Hoe moeilijk het ook is willen we toch iets zeggen over de context.

In eerste instantie is je eigen lichaam is een context met veel beperkingen. Je lichaam wordt als geheel gecoördineerd en creëert timing en expressie op elk vlak. Luister naar je eigen context. Luister naar je eigen lichaam. Je moet herkennen en leren omgaan met de beperkingen die je van buiten worden opgelegd en die beperkingen van binnen creëren. We kunnen met Willpower heel veel doen maar Willpower  is behoorlijk egoïstisch. Er zit echter geen EGO in de body wel in de MIND. Je mind is een uitkomst van je Hersenen, een werktuig voor beweging en voor dat alléén.

In een leerproces MOET JE DE TIJD NEMEN. Je moet de context (van het moment – in het NU) opbouwen uit gedetailleerde ervaringen, en dat kost tijd.

Abstract kunnen we thema’s behandelen. Kunnen we mechanische en fysieke uitgangspunten behandelen en die zijn onderdeel van onze lesvoorstellen. Daarnaast heeft een leerproces ook nog een andere context nodig, een mentale – cognitieve – emotionele context.

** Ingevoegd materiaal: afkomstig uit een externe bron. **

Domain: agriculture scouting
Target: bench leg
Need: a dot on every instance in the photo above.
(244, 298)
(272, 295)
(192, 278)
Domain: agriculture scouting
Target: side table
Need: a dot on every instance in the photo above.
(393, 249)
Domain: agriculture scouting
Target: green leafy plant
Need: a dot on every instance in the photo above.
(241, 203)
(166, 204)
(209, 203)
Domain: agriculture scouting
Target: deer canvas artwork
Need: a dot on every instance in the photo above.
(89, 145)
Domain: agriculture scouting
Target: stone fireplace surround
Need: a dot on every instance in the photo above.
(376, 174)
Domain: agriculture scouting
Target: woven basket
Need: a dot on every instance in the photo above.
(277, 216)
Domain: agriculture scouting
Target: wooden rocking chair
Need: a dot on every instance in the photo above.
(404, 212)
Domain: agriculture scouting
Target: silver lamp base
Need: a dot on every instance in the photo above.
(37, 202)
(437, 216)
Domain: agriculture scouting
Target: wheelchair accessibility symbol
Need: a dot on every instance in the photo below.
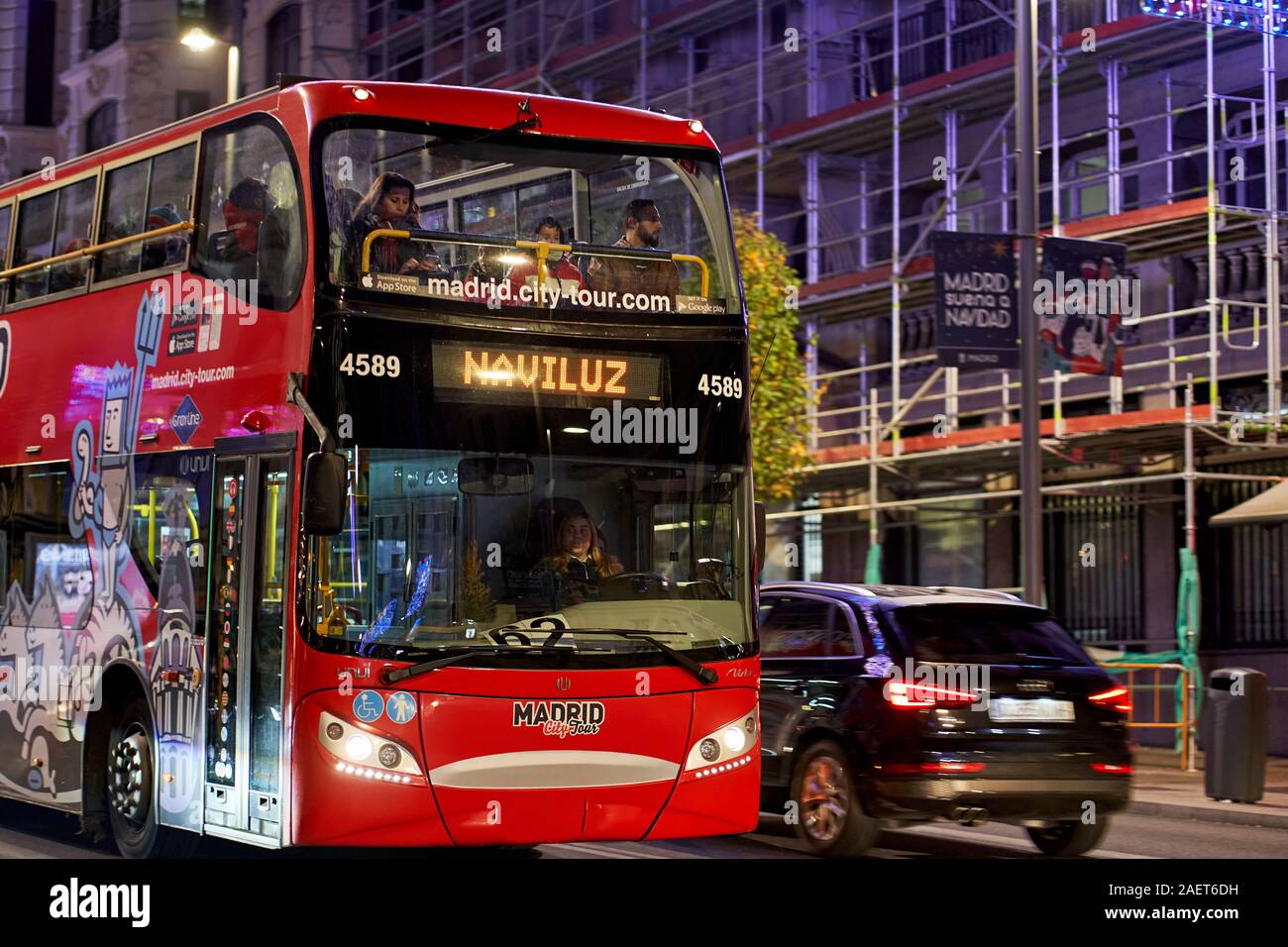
(368, 706)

Zeg maar de PERSOONLIJKE CONTEXT in een relatie tussen een cursist en een instructeur.

Daarom is het goed om in deze tijd nog scherper dan normaal op zoek te gaan naar je persoonlijke context en die te delen zodat ook anderen (bijvoorbeeld een instructeur) je vanuit die context kan helpen in het aanleren van de schaatsbeweging.

Informatie behoefte om te leren, om te ontwikkelen.

 

 

 

 

 

 

 

 

Sensorische informatie input: Wat en Hoe dan behoefte: gaat over het concrete, wat dan, hands-on, direct, het nu doel

Intuïtieve informatie input: WAAR GAAT HET HEEN behoefte: gaat over projectie, toekomst, ver weg gezicht, uitdaging, dromen, lange termijn doelen

– Beslissingen en interpretaties op basis van Ratio/Denken: Waarom behoefte: gaat over principes, theorieën, logica, wetenschap, analyse, onderzoek (onpersoonlijke info)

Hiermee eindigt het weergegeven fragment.